Web Scraping with PHP

14 April 2022 | 17 min read

You might have seen one of our other tutorials on how to scrape websites, for example with Ruby, JavaScript or Python, and wondered: what about the most widely used server-side programming language for websites, which, at the same time, is the one of the most dreaded? Wonder no more - today it's time for PHP 🥳!

Believe it or not, but PHP and web scraping have much in common: just like PHP, web scraping can be used either in a quick and dirty way, or in a more elaborate fashion and supported with the help of additional tools and services.

In this article, we'll look at some ways to scrape the web with PHP. Please keep in mind that there is no general "best way" - each approach has its use-case, depending on what you need, how you like to do things, and what you want to achieve.

cover image

As an example, we will try to get a list of people that share the same birthday, as you can see, for instance, on famousbirthdays.com. If you want to code along, please ensure that you have installed a current version of PHP and Composer.

Create a new directory and run the following commands from it:

$ composer init --require="php >= 8.1" --no-interaction
$ composer update

We're ready!

1. HTTP Requests

When it comes to browsing the web, the one important communication protocol, you need to be familiar with, is HTTP, the Hypertext Transport Protocol. It defines how participants on the World Wide Web communicate with each other. There are servers hosting resources and clients requesting resources from them.

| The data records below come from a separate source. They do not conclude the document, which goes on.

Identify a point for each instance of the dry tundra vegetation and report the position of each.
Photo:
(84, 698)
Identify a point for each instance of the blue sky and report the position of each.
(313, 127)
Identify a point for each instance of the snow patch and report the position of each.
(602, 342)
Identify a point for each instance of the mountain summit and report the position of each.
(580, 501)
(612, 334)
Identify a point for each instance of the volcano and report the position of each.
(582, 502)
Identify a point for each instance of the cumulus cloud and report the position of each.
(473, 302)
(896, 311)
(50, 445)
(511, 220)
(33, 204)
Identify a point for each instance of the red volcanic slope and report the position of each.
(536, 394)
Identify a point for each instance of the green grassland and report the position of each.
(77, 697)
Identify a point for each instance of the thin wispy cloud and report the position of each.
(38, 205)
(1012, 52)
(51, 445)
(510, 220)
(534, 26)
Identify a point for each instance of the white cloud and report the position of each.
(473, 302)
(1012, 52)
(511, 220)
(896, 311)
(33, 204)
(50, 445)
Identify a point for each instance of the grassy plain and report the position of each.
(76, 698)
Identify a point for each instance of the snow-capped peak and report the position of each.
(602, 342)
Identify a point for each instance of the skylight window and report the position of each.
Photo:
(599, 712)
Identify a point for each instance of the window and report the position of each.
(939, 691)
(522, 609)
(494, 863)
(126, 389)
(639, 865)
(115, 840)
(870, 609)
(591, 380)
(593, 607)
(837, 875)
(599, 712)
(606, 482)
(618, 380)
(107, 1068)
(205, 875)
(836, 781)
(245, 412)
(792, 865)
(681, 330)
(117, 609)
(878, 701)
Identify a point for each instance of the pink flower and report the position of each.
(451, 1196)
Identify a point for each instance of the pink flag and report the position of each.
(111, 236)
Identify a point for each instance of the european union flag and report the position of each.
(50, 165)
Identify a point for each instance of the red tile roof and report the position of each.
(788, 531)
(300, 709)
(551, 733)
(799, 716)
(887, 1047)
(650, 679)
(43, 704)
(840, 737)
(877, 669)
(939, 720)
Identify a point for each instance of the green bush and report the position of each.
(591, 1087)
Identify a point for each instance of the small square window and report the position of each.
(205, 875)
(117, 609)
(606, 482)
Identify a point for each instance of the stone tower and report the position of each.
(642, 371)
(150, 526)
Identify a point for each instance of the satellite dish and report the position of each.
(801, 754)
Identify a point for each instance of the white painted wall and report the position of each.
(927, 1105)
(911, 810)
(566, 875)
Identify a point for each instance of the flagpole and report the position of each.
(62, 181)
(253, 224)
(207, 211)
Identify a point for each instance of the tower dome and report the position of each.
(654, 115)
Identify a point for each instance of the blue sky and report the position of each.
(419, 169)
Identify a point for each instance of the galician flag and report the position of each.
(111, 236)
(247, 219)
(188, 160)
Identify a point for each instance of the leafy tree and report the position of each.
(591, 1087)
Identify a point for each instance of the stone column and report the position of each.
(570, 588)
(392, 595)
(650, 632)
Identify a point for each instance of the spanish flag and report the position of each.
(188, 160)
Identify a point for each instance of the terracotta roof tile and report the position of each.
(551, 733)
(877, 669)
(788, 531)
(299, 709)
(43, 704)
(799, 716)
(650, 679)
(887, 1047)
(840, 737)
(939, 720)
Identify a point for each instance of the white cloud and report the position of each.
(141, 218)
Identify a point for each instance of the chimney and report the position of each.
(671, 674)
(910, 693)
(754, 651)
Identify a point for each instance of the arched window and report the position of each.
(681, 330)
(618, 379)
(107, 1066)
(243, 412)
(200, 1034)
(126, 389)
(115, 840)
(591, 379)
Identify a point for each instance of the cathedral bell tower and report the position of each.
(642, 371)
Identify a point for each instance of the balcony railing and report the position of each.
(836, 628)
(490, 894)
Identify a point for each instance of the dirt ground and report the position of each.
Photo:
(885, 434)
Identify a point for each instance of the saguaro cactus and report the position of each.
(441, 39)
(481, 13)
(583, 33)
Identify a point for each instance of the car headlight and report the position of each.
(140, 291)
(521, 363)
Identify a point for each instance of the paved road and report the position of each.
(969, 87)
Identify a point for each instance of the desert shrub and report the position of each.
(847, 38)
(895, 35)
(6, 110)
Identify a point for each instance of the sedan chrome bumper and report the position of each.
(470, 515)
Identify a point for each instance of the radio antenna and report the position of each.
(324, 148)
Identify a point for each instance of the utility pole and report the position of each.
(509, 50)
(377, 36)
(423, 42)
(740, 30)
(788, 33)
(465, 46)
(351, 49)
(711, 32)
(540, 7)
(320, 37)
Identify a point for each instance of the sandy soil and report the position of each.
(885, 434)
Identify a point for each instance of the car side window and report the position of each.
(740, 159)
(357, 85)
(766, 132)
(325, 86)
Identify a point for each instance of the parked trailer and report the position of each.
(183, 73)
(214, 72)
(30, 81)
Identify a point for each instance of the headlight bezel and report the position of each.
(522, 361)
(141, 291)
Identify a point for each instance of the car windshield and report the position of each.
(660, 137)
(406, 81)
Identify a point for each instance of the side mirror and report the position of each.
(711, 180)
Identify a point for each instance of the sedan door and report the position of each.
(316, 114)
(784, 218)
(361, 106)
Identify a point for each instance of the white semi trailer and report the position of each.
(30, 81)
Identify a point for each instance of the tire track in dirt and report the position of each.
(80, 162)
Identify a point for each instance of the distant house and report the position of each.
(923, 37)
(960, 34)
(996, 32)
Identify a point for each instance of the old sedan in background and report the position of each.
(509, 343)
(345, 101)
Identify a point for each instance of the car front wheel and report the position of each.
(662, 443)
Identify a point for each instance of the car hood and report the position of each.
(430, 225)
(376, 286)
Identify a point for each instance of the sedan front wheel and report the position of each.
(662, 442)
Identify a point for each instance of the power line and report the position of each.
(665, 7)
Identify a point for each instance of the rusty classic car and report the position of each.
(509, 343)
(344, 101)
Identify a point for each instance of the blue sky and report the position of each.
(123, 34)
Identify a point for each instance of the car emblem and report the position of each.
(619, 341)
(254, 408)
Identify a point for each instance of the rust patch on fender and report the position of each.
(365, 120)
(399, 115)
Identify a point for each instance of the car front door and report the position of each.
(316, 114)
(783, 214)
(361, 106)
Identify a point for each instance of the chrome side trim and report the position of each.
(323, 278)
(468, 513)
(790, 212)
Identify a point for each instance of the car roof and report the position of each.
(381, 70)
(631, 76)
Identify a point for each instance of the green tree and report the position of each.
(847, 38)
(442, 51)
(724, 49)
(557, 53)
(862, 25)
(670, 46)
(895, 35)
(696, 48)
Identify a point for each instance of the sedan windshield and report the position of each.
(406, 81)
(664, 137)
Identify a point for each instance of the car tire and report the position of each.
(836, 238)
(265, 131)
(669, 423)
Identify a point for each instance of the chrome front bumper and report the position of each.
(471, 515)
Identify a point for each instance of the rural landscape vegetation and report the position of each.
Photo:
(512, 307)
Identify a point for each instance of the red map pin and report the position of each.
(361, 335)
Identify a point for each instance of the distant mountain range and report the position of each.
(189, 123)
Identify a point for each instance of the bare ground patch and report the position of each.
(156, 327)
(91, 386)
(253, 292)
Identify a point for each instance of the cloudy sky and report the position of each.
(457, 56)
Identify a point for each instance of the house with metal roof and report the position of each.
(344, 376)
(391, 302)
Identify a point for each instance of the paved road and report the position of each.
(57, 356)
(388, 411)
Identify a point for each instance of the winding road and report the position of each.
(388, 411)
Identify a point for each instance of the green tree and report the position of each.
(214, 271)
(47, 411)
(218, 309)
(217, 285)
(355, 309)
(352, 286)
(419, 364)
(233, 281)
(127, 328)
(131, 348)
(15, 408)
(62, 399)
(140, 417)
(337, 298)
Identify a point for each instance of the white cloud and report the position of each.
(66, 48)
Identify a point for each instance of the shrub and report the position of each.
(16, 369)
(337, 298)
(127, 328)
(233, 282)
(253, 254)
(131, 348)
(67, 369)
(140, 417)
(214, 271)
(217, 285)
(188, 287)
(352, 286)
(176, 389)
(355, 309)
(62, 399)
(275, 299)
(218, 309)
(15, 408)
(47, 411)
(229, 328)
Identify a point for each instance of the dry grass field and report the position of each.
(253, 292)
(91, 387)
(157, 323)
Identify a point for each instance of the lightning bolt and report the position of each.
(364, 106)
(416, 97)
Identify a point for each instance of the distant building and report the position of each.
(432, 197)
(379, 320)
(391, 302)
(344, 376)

Your browser is such a client, and when we open the developer console (press F12), select the "Network" tab and open the famous example.com, we can see the full request sent to the server, as well as the full response:

Network tab
Network tab of your browser developer console

That's quite some request and response headers, but in its most basic form, a request looks like this:

GET / HTTP/1.1
Host: www.example.com

Let's try to recreate with PHP, what the browser just did for us!

fsockopen()

Typically, we won't use much such "low-level" communication, but just for the sake of it, let's create this request with the most basic tool PHP has to offer, fsockopen():

<?php
    # fsockopen.php

    // HTTP requires "\r\n" In HTTP, lines have to be terminated with "\r\n" because of
    $request = "GET / HTTP/1.1\r\n";
    $request .= "Host: www.example.com\r\n";
    $request .= "\r\n"; // We need to add a last new line after the last header

    // We open a connection to www.example.com on the port 80
    $connection = fsockopen('www.example.com', 80);

    // The information stream can flow, and we can write and read from it
    fwrite($connection, $request);

    // As long as the server returns something to us...
    while(!feof($connection)) {
        // ... print what the server sent us
        echo fgets($connection);
    }

    // Finally, close the connection
    fclose($connection);

And indeed, if you put this code snippet into a file fsockopen.php and run it with php fsockopen.php, you will see the same HTML that you get when you open http://example.com in your browser.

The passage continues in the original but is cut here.